10 weeks on the App Store: a Pocket Frogs Infographic
One of the best features of the iOS introduced as a part of 3.0 version was in-app purchase which was primarily aimed at giving developers the ability to offer subscription based services. This didn’t quite lead to an instant adoption by popular publications but has proved to be a major game changer for game developers.
Same time last year ngmoco’s Eliminate Pro and Touch Pet Dogs showed us that freemium game model is here to stay as both games quickly climbed to the top positions. However, at that time many developers and publishers were not sure if this would lead to sustainable income or not.
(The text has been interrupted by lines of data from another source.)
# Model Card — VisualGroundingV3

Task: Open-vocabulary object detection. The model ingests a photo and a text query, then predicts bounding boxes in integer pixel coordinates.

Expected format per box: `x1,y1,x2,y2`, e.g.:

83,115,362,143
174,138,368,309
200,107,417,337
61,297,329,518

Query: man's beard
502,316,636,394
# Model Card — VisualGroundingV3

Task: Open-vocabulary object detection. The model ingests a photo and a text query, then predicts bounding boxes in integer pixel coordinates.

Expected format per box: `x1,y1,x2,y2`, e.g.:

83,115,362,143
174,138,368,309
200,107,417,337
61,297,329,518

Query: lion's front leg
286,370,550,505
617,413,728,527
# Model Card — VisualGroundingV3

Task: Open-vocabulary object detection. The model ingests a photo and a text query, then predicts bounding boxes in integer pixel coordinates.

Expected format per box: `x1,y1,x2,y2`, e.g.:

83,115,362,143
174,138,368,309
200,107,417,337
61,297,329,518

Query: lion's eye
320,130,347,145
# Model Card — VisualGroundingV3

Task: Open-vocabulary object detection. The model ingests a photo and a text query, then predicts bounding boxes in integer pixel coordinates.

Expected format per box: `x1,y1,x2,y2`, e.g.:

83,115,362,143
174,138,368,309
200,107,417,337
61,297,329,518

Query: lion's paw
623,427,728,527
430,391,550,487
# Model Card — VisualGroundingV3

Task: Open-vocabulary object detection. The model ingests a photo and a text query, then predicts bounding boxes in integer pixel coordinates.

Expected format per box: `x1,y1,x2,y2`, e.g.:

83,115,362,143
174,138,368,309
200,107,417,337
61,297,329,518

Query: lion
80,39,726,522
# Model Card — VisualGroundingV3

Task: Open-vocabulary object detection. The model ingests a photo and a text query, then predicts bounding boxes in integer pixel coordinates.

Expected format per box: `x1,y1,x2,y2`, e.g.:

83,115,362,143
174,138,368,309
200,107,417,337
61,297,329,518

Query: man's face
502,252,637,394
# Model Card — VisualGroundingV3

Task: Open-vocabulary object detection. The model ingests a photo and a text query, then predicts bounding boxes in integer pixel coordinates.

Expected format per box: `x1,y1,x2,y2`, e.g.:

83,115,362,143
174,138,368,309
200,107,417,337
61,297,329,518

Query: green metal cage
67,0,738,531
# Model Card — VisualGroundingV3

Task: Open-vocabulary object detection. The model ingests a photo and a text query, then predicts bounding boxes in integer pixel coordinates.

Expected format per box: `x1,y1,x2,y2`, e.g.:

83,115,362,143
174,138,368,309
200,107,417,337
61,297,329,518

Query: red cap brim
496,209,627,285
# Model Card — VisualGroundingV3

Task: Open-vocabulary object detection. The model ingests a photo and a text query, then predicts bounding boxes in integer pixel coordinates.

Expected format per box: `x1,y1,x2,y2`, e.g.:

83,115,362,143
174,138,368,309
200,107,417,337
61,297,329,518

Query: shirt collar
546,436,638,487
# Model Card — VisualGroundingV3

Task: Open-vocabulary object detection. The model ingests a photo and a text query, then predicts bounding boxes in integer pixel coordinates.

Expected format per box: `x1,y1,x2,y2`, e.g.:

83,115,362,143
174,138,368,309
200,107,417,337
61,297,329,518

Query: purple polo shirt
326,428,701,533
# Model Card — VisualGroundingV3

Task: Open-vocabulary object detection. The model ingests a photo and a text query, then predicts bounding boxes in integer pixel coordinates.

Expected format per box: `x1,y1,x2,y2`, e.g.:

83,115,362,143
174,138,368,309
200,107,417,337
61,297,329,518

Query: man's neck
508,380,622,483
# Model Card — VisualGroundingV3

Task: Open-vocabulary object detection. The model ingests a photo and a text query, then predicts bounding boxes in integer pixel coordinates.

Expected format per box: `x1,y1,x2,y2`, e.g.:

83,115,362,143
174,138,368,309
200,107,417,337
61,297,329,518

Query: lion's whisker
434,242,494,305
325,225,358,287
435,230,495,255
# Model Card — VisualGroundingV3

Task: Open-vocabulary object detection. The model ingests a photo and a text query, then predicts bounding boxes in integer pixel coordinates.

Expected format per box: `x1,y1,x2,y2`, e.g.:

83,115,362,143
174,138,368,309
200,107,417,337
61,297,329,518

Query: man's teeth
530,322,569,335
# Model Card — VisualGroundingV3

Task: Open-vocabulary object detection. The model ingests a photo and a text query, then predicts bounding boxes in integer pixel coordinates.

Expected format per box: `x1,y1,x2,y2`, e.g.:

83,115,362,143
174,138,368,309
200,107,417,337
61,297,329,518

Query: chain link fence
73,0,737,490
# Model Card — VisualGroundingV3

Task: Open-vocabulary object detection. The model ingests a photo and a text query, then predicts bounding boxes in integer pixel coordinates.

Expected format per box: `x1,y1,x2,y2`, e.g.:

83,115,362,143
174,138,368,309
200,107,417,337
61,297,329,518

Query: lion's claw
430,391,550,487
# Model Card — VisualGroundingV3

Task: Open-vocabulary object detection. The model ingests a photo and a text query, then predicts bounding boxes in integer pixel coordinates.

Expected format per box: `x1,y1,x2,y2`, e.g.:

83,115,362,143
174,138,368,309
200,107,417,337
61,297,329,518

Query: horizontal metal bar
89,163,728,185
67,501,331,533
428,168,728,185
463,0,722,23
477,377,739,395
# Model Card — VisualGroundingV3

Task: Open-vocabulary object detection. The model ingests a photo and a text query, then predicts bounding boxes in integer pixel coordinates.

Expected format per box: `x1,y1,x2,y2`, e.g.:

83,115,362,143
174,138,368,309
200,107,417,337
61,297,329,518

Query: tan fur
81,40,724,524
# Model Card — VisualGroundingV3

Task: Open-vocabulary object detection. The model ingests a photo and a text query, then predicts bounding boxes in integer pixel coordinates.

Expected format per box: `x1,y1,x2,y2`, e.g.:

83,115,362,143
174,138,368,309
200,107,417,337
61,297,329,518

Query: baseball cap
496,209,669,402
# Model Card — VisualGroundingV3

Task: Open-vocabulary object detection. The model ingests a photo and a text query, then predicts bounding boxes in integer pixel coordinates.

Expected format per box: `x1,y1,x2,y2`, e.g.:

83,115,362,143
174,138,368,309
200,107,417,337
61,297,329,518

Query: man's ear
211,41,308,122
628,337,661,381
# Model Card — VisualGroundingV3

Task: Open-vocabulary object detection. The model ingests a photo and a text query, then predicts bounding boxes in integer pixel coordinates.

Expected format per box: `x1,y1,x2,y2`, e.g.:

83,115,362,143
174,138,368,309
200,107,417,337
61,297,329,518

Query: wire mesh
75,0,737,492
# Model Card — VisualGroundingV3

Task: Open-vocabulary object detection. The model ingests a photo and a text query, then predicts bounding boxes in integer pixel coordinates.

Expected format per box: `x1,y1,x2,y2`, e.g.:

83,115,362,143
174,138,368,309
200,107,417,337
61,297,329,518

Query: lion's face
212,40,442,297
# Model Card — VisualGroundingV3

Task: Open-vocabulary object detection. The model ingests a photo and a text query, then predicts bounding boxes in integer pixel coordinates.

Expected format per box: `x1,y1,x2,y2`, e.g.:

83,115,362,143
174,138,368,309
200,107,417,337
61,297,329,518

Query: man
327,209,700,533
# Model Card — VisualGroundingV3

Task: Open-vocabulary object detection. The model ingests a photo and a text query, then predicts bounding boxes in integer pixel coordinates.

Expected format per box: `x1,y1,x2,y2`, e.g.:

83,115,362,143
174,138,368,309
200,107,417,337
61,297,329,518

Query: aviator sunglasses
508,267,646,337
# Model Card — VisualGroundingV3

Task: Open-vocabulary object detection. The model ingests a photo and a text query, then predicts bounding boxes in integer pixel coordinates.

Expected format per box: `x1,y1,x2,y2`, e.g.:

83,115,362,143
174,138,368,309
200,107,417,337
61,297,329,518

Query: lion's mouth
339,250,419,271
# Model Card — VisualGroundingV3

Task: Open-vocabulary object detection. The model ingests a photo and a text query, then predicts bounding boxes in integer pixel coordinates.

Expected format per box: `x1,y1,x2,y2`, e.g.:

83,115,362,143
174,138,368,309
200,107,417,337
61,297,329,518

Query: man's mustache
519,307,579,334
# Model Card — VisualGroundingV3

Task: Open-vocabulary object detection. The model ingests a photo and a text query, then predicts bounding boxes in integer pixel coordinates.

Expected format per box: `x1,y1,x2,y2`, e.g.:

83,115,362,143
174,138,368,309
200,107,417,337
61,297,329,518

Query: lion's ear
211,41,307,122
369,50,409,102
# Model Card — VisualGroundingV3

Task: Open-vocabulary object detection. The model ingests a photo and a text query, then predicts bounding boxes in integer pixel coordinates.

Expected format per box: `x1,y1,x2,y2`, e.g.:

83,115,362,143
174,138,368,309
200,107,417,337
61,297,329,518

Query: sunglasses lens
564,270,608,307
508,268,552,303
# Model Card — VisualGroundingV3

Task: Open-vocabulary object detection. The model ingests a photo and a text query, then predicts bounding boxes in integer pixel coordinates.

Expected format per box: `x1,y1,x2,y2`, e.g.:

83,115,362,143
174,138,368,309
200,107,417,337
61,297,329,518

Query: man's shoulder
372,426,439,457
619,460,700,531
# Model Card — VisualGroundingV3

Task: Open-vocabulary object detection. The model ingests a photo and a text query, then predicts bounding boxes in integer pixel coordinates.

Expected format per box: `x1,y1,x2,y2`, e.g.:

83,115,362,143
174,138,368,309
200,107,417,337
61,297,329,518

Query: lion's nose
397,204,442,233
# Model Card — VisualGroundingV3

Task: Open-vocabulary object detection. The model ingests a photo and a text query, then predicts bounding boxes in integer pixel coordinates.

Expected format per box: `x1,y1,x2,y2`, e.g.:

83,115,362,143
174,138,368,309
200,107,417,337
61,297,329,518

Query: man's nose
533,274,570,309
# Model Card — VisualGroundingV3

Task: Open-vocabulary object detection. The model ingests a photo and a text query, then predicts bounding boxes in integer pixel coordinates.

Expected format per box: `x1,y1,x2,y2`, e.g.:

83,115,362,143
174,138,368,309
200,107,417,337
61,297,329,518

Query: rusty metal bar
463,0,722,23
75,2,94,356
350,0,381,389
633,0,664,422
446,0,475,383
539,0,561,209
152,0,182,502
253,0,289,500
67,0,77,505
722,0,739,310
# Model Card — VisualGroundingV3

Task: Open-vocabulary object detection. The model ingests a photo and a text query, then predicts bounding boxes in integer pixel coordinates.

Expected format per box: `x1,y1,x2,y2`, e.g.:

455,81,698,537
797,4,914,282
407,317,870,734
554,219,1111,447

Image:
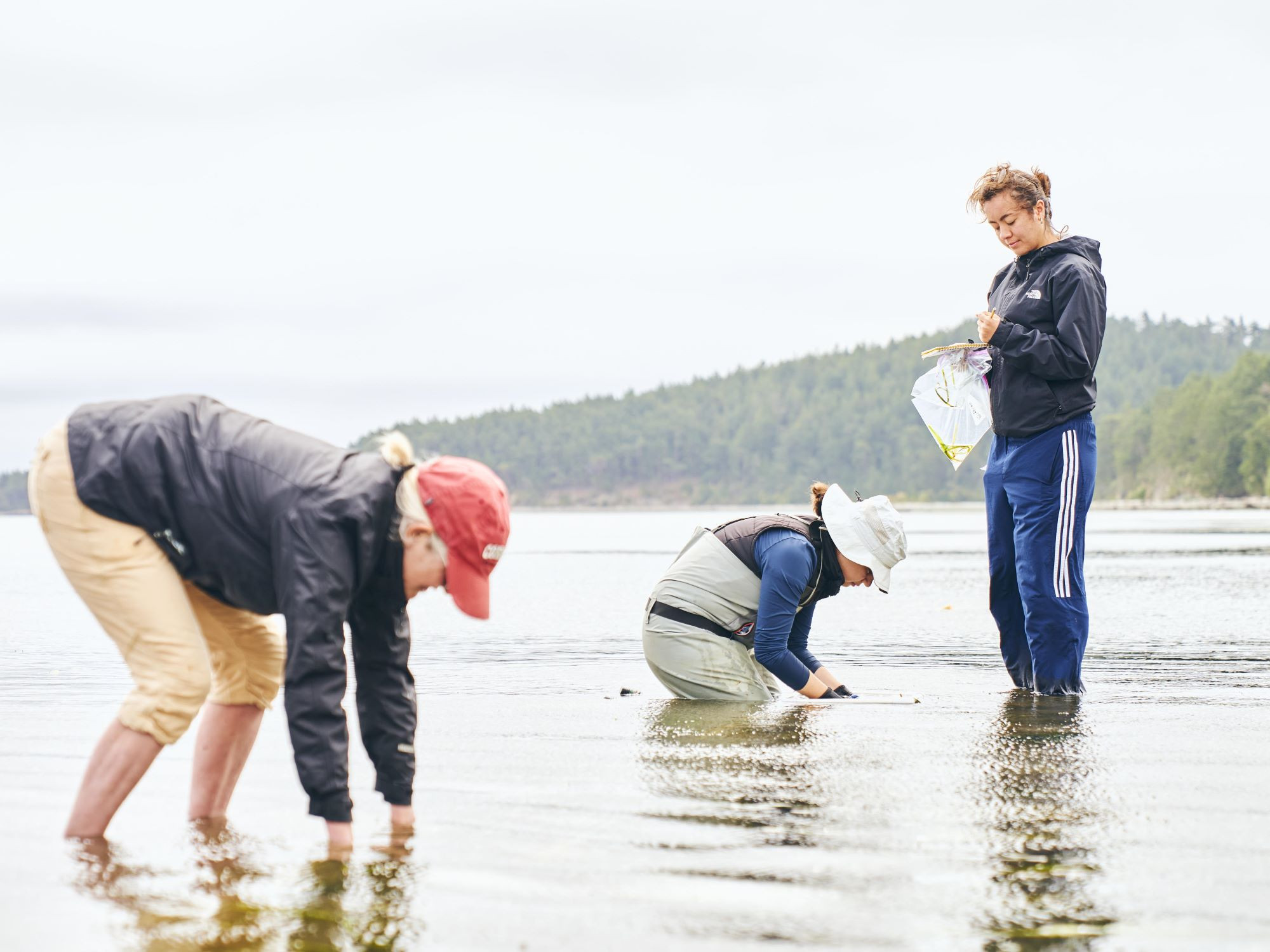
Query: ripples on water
72,821,419,952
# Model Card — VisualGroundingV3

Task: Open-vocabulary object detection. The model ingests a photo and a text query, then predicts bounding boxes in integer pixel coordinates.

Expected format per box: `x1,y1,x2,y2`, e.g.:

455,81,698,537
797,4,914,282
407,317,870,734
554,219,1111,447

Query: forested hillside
1099,353,1270,499
359,316,1270,505
0,317,1270,513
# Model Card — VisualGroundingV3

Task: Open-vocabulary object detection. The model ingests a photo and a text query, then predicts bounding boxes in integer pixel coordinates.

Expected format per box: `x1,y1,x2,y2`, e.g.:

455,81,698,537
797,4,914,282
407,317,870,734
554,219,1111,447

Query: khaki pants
28,423,286,744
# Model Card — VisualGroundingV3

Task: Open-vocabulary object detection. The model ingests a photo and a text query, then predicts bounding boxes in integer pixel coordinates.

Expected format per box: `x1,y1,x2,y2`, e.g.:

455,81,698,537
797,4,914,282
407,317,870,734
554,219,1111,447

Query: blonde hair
965,162,1067,235
380,430,450,561
812,482,829,519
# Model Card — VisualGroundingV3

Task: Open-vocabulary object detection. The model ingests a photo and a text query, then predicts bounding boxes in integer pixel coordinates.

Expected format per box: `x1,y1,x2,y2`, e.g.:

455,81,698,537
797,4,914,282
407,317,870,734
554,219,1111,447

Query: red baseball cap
419,456,512,618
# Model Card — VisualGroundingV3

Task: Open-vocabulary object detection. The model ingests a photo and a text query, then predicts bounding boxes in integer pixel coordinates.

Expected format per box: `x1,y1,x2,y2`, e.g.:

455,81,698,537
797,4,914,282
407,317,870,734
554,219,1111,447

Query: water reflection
75,821,422,952
979,691,1114,952
640,699,829,847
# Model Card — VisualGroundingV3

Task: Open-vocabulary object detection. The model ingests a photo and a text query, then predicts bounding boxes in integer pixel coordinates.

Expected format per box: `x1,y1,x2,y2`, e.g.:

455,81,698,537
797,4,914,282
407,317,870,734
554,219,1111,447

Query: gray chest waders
644,527,780,701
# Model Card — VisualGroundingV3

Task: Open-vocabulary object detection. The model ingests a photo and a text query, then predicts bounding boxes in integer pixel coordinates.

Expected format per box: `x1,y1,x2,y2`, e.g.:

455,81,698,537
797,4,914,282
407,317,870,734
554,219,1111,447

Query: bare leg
189,701,264,820
65,721,163,836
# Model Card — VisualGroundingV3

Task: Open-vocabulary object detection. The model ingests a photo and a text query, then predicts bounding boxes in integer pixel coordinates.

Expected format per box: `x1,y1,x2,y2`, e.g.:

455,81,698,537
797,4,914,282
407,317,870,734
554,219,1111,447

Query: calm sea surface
0,509,1270,952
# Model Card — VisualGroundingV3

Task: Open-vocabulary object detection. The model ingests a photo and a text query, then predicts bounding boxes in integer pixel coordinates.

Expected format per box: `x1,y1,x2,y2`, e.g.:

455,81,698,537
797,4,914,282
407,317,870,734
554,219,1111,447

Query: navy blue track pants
983,414,1097,694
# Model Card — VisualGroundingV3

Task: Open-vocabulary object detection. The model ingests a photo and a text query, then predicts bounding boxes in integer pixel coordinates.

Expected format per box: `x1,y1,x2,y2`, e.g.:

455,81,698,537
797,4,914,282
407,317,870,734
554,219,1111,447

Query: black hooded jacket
988,235,1107,437
69,396,417,820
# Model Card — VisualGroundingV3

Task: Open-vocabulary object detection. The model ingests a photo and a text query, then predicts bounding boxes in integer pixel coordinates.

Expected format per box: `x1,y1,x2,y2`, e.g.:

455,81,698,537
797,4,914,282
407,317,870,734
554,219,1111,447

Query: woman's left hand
975,311,1001,344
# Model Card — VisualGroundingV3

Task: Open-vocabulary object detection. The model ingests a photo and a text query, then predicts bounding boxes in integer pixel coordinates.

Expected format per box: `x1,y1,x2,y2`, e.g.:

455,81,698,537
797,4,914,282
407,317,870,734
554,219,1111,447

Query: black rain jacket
988,235,1107,437
69,396,417,821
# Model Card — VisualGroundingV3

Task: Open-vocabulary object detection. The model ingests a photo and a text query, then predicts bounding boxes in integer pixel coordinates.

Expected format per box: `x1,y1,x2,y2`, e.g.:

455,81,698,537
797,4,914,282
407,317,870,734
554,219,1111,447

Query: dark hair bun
812,482,829,518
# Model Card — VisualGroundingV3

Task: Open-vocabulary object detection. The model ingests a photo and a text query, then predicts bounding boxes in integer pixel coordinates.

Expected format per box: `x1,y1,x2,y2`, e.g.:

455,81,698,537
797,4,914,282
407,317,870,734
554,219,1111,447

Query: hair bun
1033,165,1049,198
812,482,829,518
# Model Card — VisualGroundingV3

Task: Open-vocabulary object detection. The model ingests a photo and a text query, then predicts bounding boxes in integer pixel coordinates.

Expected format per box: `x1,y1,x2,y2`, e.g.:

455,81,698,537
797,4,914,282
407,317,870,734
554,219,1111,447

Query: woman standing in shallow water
969,164,1106,694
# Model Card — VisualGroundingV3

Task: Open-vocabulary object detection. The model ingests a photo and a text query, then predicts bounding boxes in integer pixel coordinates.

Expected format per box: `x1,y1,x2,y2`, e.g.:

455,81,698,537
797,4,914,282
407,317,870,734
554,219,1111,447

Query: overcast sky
0,0,1270,470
It’s been more than year since developers started offering free apps and games with in-app purchase and almost all statistics we’ve reported on strongly suggest that the freemim model doesn’t just help in becoming the most downloaded app but is profitable too.
NimbleBit, the developers of Pocket Frogs, today released some interesting data which shows how the app performed in the first 10 weeks on the App Store.
Pocket Frogs was developed over a period of two months by a team of two developers and it has now crossed 3 million downloads. The highest number of active users has been 350,000 and it is most popular in the United States when compared with the other countries it is available in.
The most interesting part of the infographic is when you look at the “virtual goods” the game sold in the form of in-app purchases. Pocket Frogs has managed to sell more than 12 million potions and 4 million stamps. These consumables sell at packs priced at $.99, $4.99 and $29.99.
During in-game promotion for AmphibianRescue.org the game also raised more than $3,000 which also shows that users respond to special causes and like limited time editions.
From the figures being reported it’s not difficult to conclude that free games with downloadable content are very popular on the App Store. This is not very surprising when we consider the fact that we are living in the “FarmVille” era where we have learned and enjoy to spend money on virtual goods.